El autor, Richard Ashcroft, fue denunciado por interpolar unos segundos de una versión orquestal de The Last Time, de The Rolling Stones. Varias paradojas: (1) el fragmento en cuestión no aparece en la interpretación original de los Stones y (2) estos no se querellaron, ya que el tema ―junto a todo lo que grabaron en los años sesenta― fue hurtado por Allen Klein, su temible manager estadounidense. Al final, ABKO, la compañía de Klein, se quedó con el 100% de los ingresos de Bitter Sweet Symphony. Hay que decirlo todo: 22 años después, sus herederos aceptaron un acuerdo más equitativo, con lo que Ashcroft se beneficiara de la “versión” de Issey Cross.

Más allá de catastrofismos, urge recurrir al método habitual para entender la industria musical: seguir la pista del dinero. Hemos asistido asombrados a las ventas multimillonarias de los catálogos editoriales de grandes (y pequeños) artistas. Los compradores se aprovecharon de que los ingresos de los cantantes se habían reducido por el encogimiento simultáneo del directo (la pandemia, recuerden) y las ventas de productos físicos, por no hablar de los pagos homeopáticos por el streaming. Pero sabían que los nuevos modelos de negocio no afectarían a los derechos de autor.

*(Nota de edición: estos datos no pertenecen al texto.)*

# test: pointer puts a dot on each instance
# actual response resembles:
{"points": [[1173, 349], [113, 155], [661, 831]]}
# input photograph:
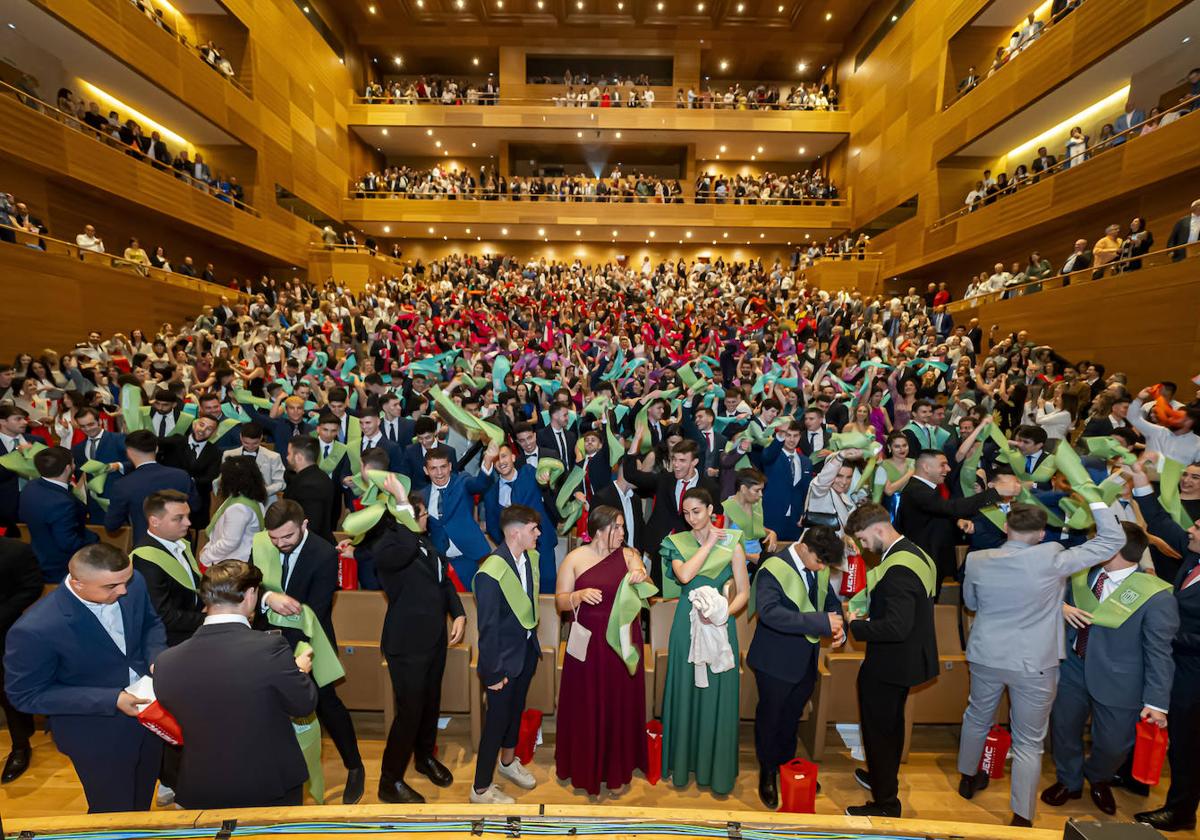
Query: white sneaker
{"points": [[517, 774], [166, 797], [492, 796]]}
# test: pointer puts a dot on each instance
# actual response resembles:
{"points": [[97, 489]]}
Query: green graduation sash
{"points": [[918, 564], [627, 606], [22, 461], [498, 569], [325, 665], [228, 503], [167, 562], [790, 582], [1126, 600], [685, 546], [750, 525]]}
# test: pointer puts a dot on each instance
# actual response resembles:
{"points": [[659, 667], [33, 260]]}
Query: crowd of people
{"points": [[1133, 123], [684, 430]]}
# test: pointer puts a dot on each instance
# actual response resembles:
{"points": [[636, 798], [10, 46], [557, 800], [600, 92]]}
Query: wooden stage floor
{"points": [[928, 784]]}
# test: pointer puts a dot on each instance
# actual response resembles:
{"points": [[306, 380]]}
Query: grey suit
{"points": [[1126, 669], [1017, 641]]}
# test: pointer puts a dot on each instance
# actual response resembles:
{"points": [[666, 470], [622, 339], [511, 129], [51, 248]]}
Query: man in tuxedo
{"points": [[786, 645], [425, 442], [421, 597], [929, 517], [147, 477], [1015, 592], [508, 652], [667, 489], [556, 441], [520, 486], [21, 585], [901, 651], [100, 445], [310, 579], [55, 517], [453, 526], [789, 474], [250, 759], [13, 423], [270, 465], [311, 489], [197, 454], [1185, 232], [72, 655]]}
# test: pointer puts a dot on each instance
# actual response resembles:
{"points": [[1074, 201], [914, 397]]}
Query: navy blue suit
{"points": [[781, 495], [526, 491], [125, 501], [57, 523], [111, 449], [61, 663], [456, 520]]}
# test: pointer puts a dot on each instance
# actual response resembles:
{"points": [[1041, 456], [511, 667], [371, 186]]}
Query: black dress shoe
{"points": [[1102, 797], [16, 765], [1057, 795], [1131, 784], [971, 785], [397, 792], [1168, 820], [874, 809], [355, 780], [768, 789], [435, 771]]}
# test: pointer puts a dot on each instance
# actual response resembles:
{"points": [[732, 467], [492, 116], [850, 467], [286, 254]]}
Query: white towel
{"points": [[709, 642]]}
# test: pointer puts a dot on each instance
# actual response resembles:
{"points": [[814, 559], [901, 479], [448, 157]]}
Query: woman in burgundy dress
{"points": [[601, 706]]}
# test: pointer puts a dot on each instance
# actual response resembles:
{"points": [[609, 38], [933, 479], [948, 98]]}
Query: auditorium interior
{"points": [[850, 142]]}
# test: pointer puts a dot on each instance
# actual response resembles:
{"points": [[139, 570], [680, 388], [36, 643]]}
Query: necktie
{"points": [[1081, 636], [810, 577]]}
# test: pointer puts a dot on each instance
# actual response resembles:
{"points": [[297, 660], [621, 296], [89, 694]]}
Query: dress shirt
{"points": [[111, 618]]}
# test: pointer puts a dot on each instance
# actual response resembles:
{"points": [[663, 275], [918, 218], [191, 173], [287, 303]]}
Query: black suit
{"points": [[931, 522], [316, 492], [204, 468], [21, 585], [420, 595], [313, 581], [249, 757], [901, 652], [665, 517]]}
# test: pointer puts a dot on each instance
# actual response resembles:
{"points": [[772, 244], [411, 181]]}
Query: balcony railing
{"points": [[76, 124], [1108, 144], [1110, 271]]}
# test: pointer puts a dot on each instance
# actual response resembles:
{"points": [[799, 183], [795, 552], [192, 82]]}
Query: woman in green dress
{"points": [[743, 513], [700, 725]]}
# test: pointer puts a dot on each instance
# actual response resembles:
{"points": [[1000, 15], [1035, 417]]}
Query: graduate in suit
{"points": [[57, 520], [1119, 669], [197, 454], [520, 486], [796, 606], [507, 604], [789, 474], [250, 759], [21, 585], [72, 655], [147, 477], [901, 649], [103, 447], [415, 577], [453, 526], [307, 569], [13, 424]]}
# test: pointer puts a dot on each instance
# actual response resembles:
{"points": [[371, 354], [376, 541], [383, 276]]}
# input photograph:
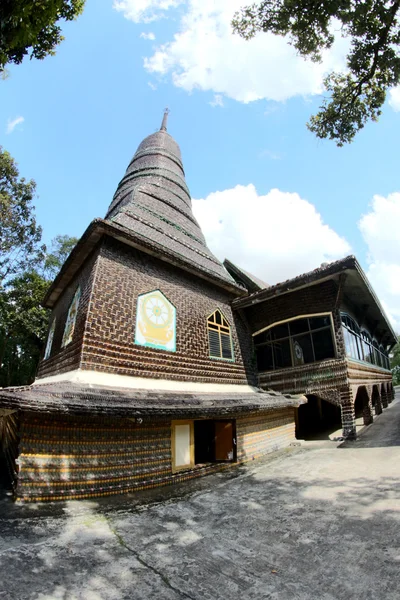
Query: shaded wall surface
{"points": [[74, 457], [122, 275]]}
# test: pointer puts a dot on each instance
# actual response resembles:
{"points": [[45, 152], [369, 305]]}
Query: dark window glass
{"points": [[298, 326], [264, 358], [263, 337], [213, 340], [302, 349], [318, 322], [347, 338], [280, 331], [226, 345], [360, 349], [282, 354], [323, 344]]}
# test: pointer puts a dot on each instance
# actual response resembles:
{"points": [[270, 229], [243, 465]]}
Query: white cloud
{"points": [[270, 154], [204, 54], [275, 236], [218, 100], [144, 11], [147, 36], [380, 228], [13, 123], [394, 98]]}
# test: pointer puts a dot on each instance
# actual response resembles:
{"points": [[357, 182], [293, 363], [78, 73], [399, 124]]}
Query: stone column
{"points": [[390, 393], [348, 415], [367, 410], [378, 404], [384, 396]]}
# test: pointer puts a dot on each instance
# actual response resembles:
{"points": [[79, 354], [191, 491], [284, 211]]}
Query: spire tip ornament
{"points": [[165, 119]]}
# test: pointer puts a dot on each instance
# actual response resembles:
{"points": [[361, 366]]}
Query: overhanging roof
{"points": [[99, 228], [66, 397], [357, 289], [252, 282]]}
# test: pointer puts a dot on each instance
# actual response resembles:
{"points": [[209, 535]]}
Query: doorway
{"points": [[214, 441]]}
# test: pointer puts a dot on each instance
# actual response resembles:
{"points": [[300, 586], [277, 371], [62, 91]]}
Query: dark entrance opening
{"points": [[8, 452], [318, 419], [214, 441], [204, 450]]}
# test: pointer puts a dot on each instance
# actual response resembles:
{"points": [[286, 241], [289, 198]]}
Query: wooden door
{"points": [[224, 444]]}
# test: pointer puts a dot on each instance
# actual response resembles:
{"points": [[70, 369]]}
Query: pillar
{"points": [[348, 415], [367, 410], [378, 403]]}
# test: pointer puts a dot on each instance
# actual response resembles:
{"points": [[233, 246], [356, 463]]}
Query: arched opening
{"points": [[318, 419], [376, 400], [362, 408], [8, 452]]}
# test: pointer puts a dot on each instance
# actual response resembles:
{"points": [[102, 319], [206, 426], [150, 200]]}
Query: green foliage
{"points": [[23, 326], [373, 61], [19, 234], [61, 247], [32, 27], [395, 363]]}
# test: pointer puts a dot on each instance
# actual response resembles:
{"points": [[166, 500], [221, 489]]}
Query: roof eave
{"points": [[320, 276], [90, 239]]}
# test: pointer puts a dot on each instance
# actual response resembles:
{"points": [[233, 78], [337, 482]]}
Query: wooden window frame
{"points": [[220, 329], [177, 469], [291, 337]]}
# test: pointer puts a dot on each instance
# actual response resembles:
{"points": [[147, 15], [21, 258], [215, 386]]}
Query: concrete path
{"points": [[319, 522]]}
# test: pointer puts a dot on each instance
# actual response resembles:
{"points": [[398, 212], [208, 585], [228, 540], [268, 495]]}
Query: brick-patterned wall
{"points": [[264, 433], [313, 299], [312, 378], [68, 358], [9, 426], [72, 457], [122, 275]]}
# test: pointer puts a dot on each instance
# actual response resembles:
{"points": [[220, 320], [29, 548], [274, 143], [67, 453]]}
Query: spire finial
{"points": [[164, 121]]}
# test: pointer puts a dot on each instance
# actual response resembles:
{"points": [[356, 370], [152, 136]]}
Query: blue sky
{"points": [[268, 194]]}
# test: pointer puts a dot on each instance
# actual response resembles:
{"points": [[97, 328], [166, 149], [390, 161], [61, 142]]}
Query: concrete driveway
{"points": [[318, 522]]}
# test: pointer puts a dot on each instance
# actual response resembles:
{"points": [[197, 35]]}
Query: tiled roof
{"points": [[153, 200], [73, 398]]}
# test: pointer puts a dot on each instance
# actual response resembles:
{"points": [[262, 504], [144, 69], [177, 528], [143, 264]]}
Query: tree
{"points": [[32, 27], [61, 247], [395, 363], [373, 61], [19, 233], [23, 321], [23, 328]]}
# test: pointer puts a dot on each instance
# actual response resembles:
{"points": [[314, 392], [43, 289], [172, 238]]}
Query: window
{"points": [[155, 321], [219, 336], [71, 319], [294, 343], [49, 343], [182, 445], [360, 345]]}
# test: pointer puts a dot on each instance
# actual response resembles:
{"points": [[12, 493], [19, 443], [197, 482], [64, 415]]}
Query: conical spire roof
{"points": [[153, 201]]}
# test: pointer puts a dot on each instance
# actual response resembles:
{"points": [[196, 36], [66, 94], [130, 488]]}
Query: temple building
{"points": [[163, 364]]}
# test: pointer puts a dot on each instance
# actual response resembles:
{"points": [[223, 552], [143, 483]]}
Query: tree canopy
{"points": [[395, 363], [19, 233], [373, 61], [32, 27], [23, 321]]}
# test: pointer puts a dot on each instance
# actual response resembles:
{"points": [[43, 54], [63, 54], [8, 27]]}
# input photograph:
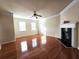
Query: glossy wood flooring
{"points": [[37, 47]]}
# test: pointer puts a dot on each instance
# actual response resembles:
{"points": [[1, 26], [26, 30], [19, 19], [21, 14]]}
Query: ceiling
{"points": [[25, 8]]}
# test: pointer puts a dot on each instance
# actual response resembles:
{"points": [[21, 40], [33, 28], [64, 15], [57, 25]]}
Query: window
{"points": [[43, 40], [22, 26], [33, 26], [24, 46], [34, 42]]}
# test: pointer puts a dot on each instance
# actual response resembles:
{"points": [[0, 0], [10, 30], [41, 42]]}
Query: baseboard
{"points": [[8, 42], [0, 46]]}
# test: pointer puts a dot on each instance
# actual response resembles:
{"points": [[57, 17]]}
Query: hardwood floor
{"points": [[50, 48]]}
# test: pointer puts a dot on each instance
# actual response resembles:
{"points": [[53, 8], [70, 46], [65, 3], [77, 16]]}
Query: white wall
{"points": [[53, 26], [28, 27], [71, 13], [6, 27]]}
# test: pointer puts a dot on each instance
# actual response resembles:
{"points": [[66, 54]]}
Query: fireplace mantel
{"points": [[68, 25]]}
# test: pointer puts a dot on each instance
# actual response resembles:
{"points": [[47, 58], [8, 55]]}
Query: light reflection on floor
{"points": [[34, 42], [24, 46]]}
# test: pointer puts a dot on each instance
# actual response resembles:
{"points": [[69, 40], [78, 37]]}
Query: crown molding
{"points": [[69, 6]]}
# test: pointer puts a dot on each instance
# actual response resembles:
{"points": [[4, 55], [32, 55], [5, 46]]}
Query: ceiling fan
{"points": [[36, 15]]}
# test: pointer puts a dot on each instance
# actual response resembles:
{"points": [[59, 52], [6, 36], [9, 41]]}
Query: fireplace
{"points": [[68, 35]]}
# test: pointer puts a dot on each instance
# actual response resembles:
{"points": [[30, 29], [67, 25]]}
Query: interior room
{"points": [[39, 29]]}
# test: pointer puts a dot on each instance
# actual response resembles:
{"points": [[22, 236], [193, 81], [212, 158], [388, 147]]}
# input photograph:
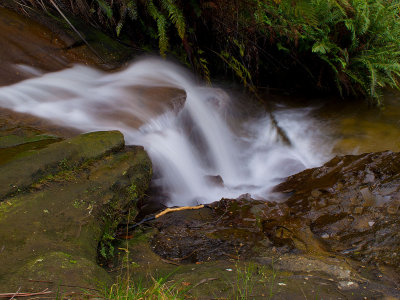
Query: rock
{"points": [[53, 232], [363, 229], [23, 171], [369, 199], [215, 180]]}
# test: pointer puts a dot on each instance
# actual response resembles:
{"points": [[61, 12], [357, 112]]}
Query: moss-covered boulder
{"points": [[72, 195]]}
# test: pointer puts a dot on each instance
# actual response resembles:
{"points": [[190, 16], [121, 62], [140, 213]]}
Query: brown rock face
{"points": [[352, 204]]}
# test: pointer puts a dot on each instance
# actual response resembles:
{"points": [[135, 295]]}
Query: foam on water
{"points": [[188, 144]]}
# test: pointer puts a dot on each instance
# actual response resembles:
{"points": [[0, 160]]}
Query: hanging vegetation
{"points": [[348, 46]]}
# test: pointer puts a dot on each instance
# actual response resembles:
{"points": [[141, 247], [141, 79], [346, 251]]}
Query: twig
{"points": [[170, 262], [66, 285], [16, 293], [165, 211], [12, 295], [76, 30], [204, 281]]}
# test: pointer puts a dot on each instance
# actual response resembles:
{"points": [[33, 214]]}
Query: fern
{"points": [[106, 8], [176, 16], [161, 26]]}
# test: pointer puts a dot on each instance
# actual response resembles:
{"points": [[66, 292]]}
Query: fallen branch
{"points": [[165, 211], [204, 281], [12, 295], [65, 285]]}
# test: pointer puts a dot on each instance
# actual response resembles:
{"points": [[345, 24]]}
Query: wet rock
{"points": [[359, 226], [215, 180], [53, 230], [331, 223], [21, 172]]}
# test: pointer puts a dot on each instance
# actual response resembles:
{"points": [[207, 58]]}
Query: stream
{"points": [[205, 142]]}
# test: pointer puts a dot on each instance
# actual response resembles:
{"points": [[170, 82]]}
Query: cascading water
{"points": [[190, 142]]}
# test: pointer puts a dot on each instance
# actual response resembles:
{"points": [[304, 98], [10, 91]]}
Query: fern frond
{"points": [[161, 26], [176, 16]]}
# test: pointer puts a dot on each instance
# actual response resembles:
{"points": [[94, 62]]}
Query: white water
{"points": [[186, 144]]}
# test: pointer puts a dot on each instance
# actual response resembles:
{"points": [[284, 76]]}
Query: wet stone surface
{"points": [[339, 222]]}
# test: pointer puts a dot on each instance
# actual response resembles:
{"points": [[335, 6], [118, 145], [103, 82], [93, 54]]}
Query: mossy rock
{"points": [[19, 173], [51, 230]]}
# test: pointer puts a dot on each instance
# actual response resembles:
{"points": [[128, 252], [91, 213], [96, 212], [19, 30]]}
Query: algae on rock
{"points": [[51, 231]]}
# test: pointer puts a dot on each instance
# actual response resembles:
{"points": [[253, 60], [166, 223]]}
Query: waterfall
{"points": [[187, 128]]}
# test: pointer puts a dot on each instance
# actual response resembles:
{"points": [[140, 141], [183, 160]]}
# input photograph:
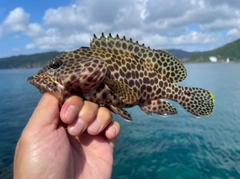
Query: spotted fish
{"points": [[119, 73]]}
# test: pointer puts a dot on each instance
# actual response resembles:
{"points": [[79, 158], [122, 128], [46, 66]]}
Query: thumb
{"points": [[46, 113]]}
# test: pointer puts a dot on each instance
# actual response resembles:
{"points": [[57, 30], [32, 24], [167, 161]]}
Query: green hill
{"points": [[39, 60], [27, 61], [230, 50]]}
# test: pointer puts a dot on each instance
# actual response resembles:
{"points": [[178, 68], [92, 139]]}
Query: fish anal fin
{"points": [[197, 101], [160, 107], [124, 92], [120, 112]]}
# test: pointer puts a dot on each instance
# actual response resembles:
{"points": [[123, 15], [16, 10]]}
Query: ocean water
{"points": [[178, 147]]}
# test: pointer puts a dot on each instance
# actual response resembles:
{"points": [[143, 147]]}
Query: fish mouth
{"points": [[47, 82]]}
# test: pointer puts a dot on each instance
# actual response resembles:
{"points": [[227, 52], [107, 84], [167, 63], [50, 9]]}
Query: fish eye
{"points": [[56, 64]]}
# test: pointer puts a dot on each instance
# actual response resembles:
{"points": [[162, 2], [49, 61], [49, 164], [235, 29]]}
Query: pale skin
{"points": [[78, 144]]}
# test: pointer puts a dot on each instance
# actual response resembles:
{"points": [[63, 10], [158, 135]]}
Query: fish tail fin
{"points": [[197, 101]]}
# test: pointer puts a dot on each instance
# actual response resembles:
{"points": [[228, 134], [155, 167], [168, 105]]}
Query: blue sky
{"points": [[28, 27]]}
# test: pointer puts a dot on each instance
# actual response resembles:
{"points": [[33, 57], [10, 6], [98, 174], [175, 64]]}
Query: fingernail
{"points": [[77, 128], [71, 113], [95, 126], [112, 130]]}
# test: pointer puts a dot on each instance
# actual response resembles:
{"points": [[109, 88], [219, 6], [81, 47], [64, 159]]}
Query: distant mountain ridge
{"points": [[39, 60], [230, 51]]}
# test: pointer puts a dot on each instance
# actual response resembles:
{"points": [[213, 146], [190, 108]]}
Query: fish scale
{"points": [[119, 73]]}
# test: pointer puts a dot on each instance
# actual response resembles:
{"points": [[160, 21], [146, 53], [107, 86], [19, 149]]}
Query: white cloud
{"points": [[159, 24]]}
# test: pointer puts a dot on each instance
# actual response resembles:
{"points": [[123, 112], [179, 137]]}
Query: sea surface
{"points": [[176, 147]]}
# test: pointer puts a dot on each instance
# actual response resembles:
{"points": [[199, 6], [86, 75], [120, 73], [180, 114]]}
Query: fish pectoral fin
{"points": [[160, 107], [124, 92], [120, 112]]}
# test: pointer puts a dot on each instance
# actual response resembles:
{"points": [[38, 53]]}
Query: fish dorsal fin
{"points": [[124, 92], [162, 61]]}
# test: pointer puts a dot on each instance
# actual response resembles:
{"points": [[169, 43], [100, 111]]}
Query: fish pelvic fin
{"points": [[197, 101]]}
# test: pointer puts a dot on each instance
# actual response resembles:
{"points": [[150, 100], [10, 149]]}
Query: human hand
{"points": [[47, 150]]}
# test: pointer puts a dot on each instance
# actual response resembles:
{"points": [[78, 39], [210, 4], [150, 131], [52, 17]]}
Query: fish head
{"points": [[71, 73]]}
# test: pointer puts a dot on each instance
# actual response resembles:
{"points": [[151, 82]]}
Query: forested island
{"points": [[230, 51]]}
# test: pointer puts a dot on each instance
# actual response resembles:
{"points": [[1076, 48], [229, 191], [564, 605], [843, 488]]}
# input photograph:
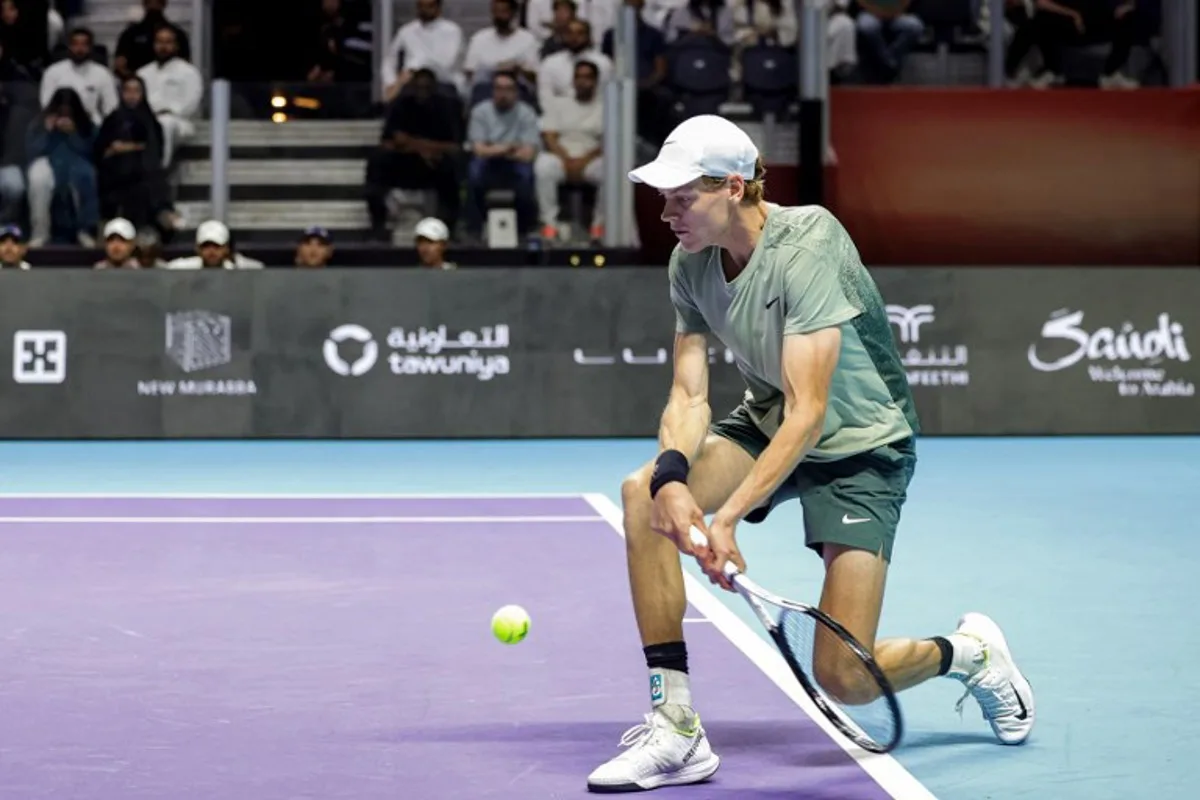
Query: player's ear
{"points": [[737, 188]]}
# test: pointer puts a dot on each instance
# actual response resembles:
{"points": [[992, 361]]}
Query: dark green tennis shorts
{"points": [[853, 501]]}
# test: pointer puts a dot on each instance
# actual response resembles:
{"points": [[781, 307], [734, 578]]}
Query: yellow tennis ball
{"points": [[510, 624]]}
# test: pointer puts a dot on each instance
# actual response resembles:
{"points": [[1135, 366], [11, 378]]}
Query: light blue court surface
{"points": [[1085, 551]]}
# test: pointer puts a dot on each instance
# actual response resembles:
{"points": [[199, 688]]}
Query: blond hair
{"points": [[755, 190]]}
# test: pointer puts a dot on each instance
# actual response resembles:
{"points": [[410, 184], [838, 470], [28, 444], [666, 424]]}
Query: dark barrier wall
{"points": [[549, 353]]}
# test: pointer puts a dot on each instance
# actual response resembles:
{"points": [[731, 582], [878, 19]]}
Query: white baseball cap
{"points": [[703, 145], [120, 227], [214, 232], [432, 228]]}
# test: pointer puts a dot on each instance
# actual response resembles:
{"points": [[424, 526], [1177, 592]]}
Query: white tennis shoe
{"points": [[1003, 693], [659, 752]]}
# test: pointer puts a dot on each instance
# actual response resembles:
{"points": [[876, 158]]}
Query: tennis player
{"points": [[827, 417]]}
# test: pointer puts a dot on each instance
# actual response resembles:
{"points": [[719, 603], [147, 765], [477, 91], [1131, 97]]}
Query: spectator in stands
{"points": [[711, 19], [504, 47], [564, 11], [432, 240], [129, 157], [12, 248], [420, 149], [136, 47], [556, 76], [60, 144], [25, 53], [545, 18], [174, 91], [765, 20], [119, 245], [654, 121], [573, 132], [215, 251], [841, 42], [91, 80], [429, 42], [316, 248], [504, 139], [148, 248], [15, 118], [888, 31], [1050, 26]]}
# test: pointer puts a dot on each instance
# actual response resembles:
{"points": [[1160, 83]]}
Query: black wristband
{"points": [[671, 467]]}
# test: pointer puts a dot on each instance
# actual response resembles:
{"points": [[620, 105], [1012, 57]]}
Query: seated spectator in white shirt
{"points": [[556, 77], [91, 80], [174, 90], [429, 42], [573, 132], [135, 48], [541, 16], [504, 47], [766, 20], [703, 18], [215, 251], [504, 142]]}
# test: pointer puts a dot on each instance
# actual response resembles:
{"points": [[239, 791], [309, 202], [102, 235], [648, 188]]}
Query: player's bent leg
{"points": [[851, 512], [670, 746], [655, 573]]}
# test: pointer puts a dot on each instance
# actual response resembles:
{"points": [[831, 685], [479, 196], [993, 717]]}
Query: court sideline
{"points": [[1081, 548]]}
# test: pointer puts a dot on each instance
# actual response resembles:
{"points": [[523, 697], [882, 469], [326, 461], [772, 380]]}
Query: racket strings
{"points": [[840, 677]]}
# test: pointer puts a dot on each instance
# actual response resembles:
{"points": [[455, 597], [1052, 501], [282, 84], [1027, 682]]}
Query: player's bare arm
{"points": [[808, 365], [682, 433], [688, 414]]}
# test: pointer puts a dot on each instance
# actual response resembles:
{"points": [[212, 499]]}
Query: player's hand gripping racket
{"points": [[856, 697]]}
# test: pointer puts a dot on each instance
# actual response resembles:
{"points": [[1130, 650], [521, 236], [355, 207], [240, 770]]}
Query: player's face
{"points": [[699, 216]]}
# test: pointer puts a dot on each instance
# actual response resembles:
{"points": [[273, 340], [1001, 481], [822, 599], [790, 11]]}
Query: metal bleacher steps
{"points": [[283, 178]]}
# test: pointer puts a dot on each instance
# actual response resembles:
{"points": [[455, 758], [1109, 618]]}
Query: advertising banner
{"points": [[510, 353]]}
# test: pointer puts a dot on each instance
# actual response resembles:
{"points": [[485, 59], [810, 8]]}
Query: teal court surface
{"points": [[311, 620]]}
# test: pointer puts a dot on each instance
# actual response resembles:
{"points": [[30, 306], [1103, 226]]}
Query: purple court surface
{"points": [[340, 648]]}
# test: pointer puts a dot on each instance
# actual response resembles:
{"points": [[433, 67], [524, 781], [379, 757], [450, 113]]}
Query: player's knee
{"points": [[635, 500], [845, 680]]}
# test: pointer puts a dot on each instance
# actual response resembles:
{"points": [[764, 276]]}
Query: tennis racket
{"points": [[858, 698]]}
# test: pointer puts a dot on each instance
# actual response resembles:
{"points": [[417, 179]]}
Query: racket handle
{"points": [[700, 540]]}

Todo lo contrario. La dinámica del mercado sugiere prescindir de prejuicios puretas y priorizar la obtención de éxitos rápidos; si eso implica saquear el pasado, perfecto. Existen teorías neurológicas para explicar que las canciones añejas entren más fácilmente; redes sociales como TikTok pueden potenciar precisamente esa porción de una canción recién lanzada… o revelar su ADN.

Estos nuevos actores presumen de no actuar como las burocráticas editoriales de toda la vida. Hipgnosis asegura que se dedica al “management de canciones”; Primary Wave dice especializarse en el “relanzamiento” de artistas clásicos, vivos o muertos. Interaccionan con productores musicales, ofreciendo bases instrumentales, ya aptas para el sampleo. Plantean a productoras de series televisivas o agencias de publicidad el uso de sus joyas. Todos pasarán por caja, claro.

Vivimos entre ecos del pasado, aunque los actuales consumidores ni se enteren. No importa: los propietarios se embolsan los porcentajes correspondientes. Y si alguien se resiste, ahí están los abogados expertos en derecho de autor; para ellos, también están siendo años de vacas gordas.